Orange mushrooms on mossy tree trunk with researcher taking notes in the background

Field Notes from the Digital Forest

April 29, 2019, Day One

The drive to Andrews from my home is short and familiar, on a winding highway along the McKenzie River. I drive slowly, passing farms and the diversion channel in Leaburg where the river is controlled; the tiny Heaven’s Gate cabins that cling to the edge of the river’s banks, asking to be swallowed by the next flood stage; and a clutch of popular riverside wedding lodges where I can count on both hands the friends I’ve known that married there, ticking off the unions that have since dissolved. Finally, I veer left just past the Christmas Treasures house, a local landmark where dozens of bearded Old Man Winters hold court.

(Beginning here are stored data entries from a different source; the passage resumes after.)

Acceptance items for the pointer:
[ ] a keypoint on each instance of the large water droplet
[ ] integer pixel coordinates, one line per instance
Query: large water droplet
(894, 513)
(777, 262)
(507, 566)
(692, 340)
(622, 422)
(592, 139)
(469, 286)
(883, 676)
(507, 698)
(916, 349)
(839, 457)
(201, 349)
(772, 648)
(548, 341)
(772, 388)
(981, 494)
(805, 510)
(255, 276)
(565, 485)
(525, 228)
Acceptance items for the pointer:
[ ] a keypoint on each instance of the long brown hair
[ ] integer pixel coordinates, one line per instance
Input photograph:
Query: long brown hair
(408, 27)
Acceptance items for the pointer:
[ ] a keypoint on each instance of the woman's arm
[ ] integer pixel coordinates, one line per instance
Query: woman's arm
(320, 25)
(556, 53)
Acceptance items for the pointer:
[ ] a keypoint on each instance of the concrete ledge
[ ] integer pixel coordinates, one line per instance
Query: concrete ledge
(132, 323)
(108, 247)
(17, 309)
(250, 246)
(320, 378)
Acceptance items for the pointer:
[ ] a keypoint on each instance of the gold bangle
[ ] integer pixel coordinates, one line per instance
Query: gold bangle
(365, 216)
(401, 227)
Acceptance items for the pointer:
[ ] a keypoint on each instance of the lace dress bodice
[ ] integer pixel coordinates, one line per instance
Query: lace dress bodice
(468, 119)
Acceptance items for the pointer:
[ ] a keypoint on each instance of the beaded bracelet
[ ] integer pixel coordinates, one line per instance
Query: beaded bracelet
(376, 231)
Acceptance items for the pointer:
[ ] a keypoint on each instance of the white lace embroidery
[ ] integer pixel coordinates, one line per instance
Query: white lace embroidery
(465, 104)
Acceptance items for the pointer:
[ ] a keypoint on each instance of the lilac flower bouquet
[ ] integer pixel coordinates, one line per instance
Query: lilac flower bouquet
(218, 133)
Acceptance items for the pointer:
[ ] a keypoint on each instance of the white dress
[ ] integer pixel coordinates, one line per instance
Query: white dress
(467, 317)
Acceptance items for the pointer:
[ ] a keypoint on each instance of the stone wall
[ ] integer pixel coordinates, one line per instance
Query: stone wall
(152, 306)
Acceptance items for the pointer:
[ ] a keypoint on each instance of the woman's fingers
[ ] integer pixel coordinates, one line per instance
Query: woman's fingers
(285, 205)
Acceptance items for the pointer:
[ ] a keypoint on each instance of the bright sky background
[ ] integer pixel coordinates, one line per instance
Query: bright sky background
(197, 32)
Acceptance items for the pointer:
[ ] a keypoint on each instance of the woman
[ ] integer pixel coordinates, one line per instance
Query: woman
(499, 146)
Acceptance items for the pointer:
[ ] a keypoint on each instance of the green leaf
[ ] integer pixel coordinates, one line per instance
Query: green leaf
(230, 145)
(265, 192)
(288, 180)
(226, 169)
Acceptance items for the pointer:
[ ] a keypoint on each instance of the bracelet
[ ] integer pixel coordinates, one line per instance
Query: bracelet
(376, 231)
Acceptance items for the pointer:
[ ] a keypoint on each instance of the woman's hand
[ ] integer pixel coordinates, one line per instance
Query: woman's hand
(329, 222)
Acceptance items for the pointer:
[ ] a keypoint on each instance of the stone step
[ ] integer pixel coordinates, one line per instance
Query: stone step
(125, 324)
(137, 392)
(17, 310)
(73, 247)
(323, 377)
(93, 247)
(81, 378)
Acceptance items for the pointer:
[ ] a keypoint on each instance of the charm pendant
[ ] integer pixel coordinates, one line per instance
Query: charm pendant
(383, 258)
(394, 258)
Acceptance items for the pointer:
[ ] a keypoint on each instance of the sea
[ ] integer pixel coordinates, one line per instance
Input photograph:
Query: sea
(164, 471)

It is a road I do not remember having taken before, though surely I must have. I have several memories of the Andrews, the first of which from some twenty years ago on a geomorphology class trip in the heat of summer to see the avalanche chute, a concrete plume that rises hundreds of feet up a steep slope and down which even today geologists chuck myriad types of debris to see what happens. In truth, the chute is a relic from a different time, rudimentary in conception and almost obscene in the way it cuts through the forest. It is also utterly unique in the world and unlikely to be duplicated—one would be hard-pressed to gain approval of such an invasive and industrial, albeit good fun, research project now. It was my memories of this strange, incongruous feature in the forest that drew me to apply to the residency.

On my way I stop at Blue River Reservoir, a popular summer recreation spot that is the gateway to the Andrews. I have it all to myself save a freshwater newt playing across the pebbles in the shallow shoreline water. The water is deep blue and glassy still, no bugs or fish disrupting its surface. The tree-covered mountains rise up sharply behind it and the world is still. It smells like home.

I arrive, check in, and go the “Green House”, the only modern, non-forest service brown or seventies construction- style building at the headquarters. It has concrete floors, wood-slab furniture and is clean and built to impress with large windows that look out to a graveled maintenance yard and repair shop and several other residences. Through them one might squint and think themselves in town.

In the afternoon I walk. The Andrews is a working forest and it shows. Besides the main building and residences there are the maintenance buildings, the monolithic avalanche chute, vehicle wash stations, picnic areas, and roads upon roads. In the forest there are stakes with thermometers, flagged trees, pipes and buckets, and everywhere freshly cut logs- a visible effort to clear roads and trails of the hundreds upon hundreds of trees that fell in a recent historic snow storm. They lay now in piles, already dry and seemingly waiting for a stray spark to begin their conflagration. I wonder if this is the last spring before it burns. Eventually, I pass the educational trail with its numbered markers. I was told that each child is given an iPad so they can watch an interpretive video at each location. I imagine rain-soaked groups of school children staring into screens at a virtual ranger. At each marker I stop and look, searching for the point of interest, but without an iPad I am at a loss. It could be anything, the fallen log, dog-tagged as part of some research project, the nurse log covered with a carpet of thick, fern-like moss, the ancient cedar tree towering above it all.

Back at the Green House, my every movement echoes against the concrete space. Outside military planes fly low overhead and there is a constant roar of chainsaws.